Conserving Carolina staff and AmeriCorps members will decide which entries merit a shout-out. These decisions are separate from the selection of contest finalists made by our panel of outside judges. 

Judging and Prizes

After the contest deadline of June 1, a panel of judges, including experts in photography and gardening, will select five finalists. Finalists will be chosen based on these criteria:

  • Striking subject matter in keeping with the theme of “Habitat at Home” 
  • Artistic merit 

After the finalists are announced, there will be a week of online voting. The winner of the online voting will be the grand prize winner.

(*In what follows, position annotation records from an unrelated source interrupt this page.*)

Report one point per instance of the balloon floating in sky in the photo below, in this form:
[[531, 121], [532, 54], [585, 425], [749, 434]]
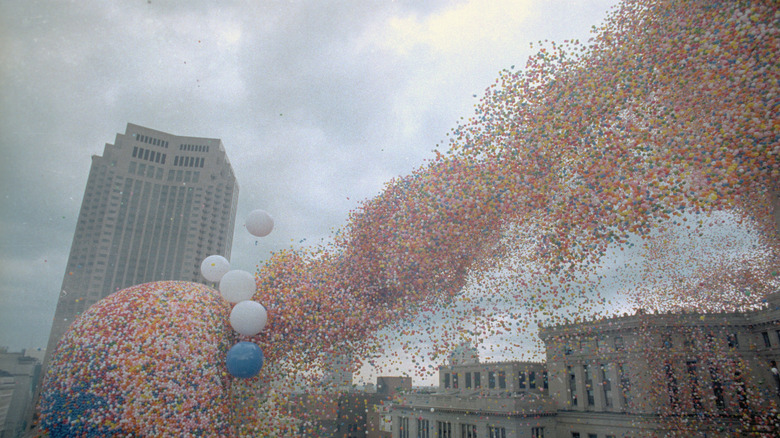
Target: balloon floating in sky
[[214, 267], [248, 317], [144, 361], [259, 223], [237, 285], [244, 360]]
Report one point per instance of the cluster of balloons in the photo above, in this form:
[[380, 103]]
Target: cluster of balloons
[[248, 317], [666, 117], [144, 361]]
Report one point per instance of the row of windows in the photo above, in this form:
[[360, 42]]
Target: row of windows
[[495, 380], [590, 435], [148, 155], [603, 378], [142, 169], [151, 140], [183, 175], [188, 161], [193, 147]]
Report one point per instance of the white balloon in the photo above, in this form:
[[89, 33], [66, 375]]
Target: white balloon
[[248, 317], [259, 223], [237, 285], [214, 267]]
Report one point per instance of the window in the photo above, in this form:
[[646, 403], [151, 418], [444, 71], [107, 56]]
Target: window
[[589, 386], [423, 428], [443, 429], [625, 385], [496, 432], [732, 340], [671, 385], [606, 384], [717, 387], [468, 431], [572, 386], [403, 430]]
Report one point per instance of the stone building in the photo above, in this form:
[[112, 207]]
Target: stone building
[[495, 400], [643, 375], [154, 207]]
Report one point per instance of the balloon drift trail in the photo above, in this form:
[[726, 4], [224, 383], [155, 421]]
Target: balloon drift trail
[[666, 116]]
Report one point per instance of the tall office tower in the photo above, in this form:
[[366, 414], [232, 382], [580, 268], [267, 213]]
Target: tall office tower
[[155, 206]]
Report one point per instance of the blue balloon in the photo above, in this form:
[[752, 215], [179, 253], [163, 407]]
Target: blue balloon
[[244, 360]]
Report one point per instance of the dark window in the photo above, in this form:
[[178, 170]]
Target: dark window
[[468, 431], [496, 432], [423, 428], [606, 384], [589, 386], [717, 387], [694, 384], [444, 429], [732, 340], [572, 385], [671, 385]]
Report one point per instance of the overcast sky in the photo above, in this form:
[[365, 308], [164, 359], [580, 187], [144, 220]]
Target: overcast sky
[[318, 105]]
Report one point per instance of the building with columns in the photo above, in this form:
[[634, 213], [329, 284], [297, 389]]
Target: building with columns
[[641, 375]]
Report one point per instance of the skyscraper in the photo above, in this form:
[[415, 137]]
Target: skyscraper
[[154, 207]]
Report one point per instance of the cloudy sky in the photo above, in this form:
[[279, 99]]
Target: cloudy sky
[[318, 104]]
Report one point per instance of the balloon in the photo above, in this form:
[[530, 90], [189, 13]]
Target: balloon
[[237, 285], [259, 223], [214, 267], [248, 317], [244, 360]]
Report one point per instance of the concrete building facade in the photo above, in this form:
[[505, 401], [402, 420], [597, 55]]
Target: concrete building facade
[[154, 207], [19, 376], [643, 375]]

The grand prize is a professional landscape consultation. You can win a two-hour consultation donated by noted local landscape architect, Mark Byington of Byington Landscape Architects, known for his emphasis on sustainable landscapes. Mark will meet with you to discuss possible solutions for any site related issues at your home or another place that you are involved with, such as a school, church, community garden, or neighborhood green space.

The four runner-ups will each receive a $25 gift certificate to the business of their choice from this list of places to get native plants

Ladyslippers. By Katie Richardson.

Thank You for Celebrating Habitat at Home!

Thank you for improving wildlife habitat where you live and for inspiring others to do the same! We are so excited to see the beautiful and wondrous things happening at your place.